Real estate analysis is now quicker, more precise, and more dependable thanks to the utilization of large property data and predictive analytics. Use these resources if you want to thrive in the fiercely competitive world of real estate investing in general and short-term rentals in particular. Additionally, by listening to Real Estate 101’s episode on Airbnb Investing Deep Dive, you may discover more about how to launch a short-term rental company and make investments in Airbnb properties.
One of the finest short- and long-term methods to gain money is via real estate investment. Airbnb rentals are one of the numerous possibilities available for property investments since, in most US regions, they provide a greater return on investment than conventional, long-term rentals.
The secret is to purchase the appropriate property, and by following the 8 steps indicated above, you now know how to achieve so.
Mashvisor is a real estate data analytics tool that helps investors locate profitable rental homes in a couple of minutes, such as those that are listed on Airbnb.
You may easily access information and analysis on tens of thousands of homes and other properties around the United States. Three months of research may be reduced to fifteen minutes with the help of Mashvisor’s rental property calculator, property finder, and heatmap. If you’re new to MasterHost, you may save 25% on your first membership.
If you have a hard time keeping your investment property in order, it doesn’t matter how good it is as an investment. Start utilising vacation rental software to eliminate the possibility of mismanagement and make sure you don’t miss any essential components of running your company.

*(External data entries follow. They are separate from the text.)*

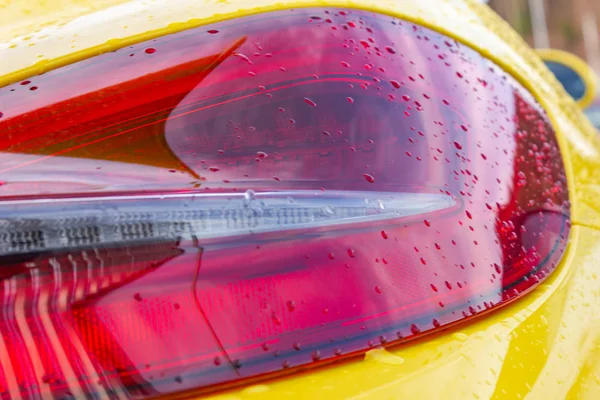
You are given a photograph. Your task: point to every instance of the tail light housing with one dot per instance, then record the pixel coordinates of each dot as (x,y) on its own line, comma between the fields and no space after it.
(262,194)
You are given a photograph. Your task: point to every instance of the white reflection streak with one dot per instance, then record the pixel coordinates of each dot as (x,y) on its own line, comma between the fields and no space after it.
(7,367)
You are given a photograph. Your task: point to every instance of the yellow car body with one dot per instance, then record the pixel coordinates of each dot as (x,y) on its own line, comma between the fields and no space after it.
(546,345)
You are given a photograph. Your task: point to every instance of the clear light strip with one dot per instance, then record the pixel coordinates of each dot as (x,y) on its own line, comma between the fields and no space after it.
(51,224)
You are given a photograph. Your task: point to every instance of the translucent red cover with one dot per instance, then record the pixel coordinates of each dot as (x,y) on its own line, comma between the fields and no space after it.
(262,194)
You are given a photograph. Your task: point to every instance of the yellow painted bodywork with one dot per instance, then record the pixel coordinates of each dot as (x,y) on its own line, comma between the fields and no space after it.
(543,346)
(587,74)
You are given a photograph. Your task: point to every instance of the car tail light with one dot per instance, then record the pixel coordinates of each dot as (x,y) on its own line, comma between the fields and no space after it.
(262,194)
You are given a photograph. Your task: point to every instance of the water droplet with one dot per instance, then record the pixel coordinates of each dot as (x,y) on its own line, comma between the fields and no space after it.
(276,320)
(249,196)
(310,102)
(414,329)
(328,211)
(243,57)
(316,355)
(291,305)
(383,356)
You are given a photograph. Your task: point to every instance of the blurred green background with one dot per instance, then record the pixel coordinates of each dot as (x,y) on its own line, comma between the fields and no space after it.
(570,25)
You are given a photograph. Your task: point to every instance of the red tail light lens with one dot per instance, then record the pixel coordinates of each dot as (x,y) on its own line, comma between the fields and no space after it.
(259,194)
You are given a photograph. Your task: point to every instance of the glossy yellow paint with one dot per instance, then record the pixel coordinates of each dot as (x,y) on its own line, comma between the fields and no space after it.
(545,345)
(578,65)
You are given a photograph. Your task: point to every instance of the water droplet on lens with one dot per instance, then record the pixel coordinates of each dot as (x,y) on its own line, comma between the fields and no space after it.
(310,102)
(291,305)
(249,196)
(243,57)
(414,329)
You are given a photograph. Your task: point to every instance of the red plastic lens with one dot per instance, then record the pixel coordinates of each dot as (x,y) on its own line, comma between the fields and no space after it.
(259,194)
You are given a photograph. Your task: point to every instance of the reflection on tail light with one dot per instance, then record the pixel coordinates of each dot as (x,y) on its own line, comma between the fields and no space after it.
(261,194)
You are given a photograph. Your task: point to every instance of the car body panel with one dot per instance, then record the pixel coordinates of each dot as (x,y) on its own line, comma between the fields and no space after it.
(545,345)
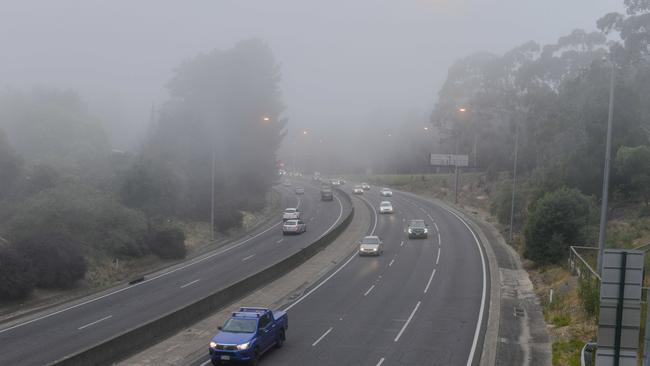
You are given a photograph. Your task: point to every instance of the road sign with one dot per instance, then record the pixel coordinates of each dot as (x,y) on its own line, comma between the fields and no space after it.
(449,160)
(620,307)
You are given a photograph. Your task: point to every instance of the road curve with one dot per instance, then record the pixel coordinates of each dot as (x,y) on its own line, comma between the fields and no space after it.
(422,303)
(45,337)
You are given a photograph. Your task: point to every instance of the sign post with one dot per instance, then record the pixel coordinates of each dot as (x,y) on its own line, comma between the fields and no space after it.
(456,161)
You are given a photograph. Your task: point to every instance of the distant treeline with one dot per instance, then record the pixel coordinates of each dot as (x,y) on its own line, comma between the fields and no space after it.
(555,99)
(66,197)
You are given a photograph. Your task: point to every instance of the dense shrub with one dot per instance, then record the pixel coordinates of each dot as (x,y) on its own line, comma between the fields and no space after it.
(82,214)
(555,222)
(17,276)
(168,243)
(56,260)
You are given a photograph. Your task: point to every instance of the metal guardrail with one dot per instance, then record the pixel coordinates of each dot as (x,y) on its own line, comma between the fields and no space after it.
(579,265)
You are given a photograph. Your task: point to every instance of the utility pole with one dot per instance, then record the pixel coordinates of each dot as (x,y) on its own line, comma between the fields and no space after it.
(514,182)
(212,197)
(608,148)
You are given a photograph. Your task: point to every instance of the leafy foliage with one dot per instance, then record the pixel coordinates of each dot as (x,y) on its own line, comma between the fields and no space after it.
(556,221)
(17,276)
(169,243)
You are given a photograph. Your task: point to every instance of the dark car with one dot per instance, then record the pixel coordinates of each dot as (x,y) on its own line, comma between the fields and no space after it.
(417,229)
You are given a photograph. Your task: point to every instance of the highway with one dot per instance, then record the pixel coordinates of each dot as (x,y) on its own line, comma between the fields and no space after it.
(50,335)
(423,302)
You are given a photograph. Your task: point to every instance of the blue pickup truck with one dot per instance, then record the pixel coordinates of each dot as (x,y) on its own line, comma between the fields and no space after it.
(247,335)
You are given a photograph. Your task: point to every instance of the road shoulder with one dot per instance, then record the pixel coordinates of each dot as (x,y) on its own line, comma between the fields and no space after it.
(190,346)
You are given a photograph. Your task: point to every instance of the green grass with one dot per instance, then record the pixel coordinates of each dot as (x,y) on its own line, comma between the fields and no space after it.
(567,352)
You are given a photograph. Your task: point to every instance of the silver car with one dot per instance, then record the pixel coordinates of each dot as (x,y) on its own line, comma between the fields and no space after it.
(294,227)
(371,245)
(291,214)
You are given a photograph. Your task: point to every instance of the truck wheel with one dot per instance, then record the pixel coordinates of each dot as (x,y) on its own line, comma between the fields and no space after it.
(280,342)
(256,357)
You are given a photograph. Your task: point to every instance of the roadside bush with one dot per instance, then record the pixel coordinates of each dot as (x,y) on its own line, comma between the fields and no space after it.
(555,222)
(17,277)
(56,261)
(83,215)
(169,243)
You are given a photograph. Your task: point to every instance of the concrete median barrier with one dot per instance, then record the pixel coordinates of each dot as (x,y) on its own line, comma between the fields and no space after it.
(147,334)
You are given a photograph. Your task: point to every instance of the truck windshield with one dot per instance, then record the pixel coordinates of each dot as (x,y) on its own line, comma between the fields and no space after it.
(234,325)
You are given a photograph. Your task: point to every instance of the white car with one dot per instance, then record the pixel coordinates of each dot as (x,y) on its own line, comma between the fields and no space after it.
(385,207)
(371,245)
(294,227)
(291,214)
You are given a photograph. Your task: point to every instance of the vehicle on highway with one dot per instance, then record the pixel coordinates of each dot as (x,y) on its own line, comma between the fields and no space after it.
(326,193)
(357,190)
(294,227)
(417,229)
(290,214)
(371,245)
(385,207)
(247,335)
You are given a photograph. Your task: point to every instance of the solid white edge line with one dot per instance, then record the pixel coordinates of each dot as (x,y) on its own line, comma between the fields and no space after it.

When you implement Hosty, the following functions will become available to you, allowing you to set your company on autopilot:
- Manage numerous listings on Airbnb, Booking.com, and Vrbo/HomeAway without worrying about duplicate bookings.
- Use a centralised inbox and prerecorded messages to elevate your guest communications to the next level.
- In a matter of minutes, you may have a fully functional, professionally designed website for your vacation rental.
- Increase the number of positive ratings you get as a host by having your visitors’ experiences reviewed automatically.
- You may programme cleanings, delegate responsibilities, and track progress.
- Use our direct booking management solution to easily handle all of your direct reservations.
- Connect your Stripe account to Hosty so you can start accepting payments right now.
- Make time-sensitive business reports in a flash.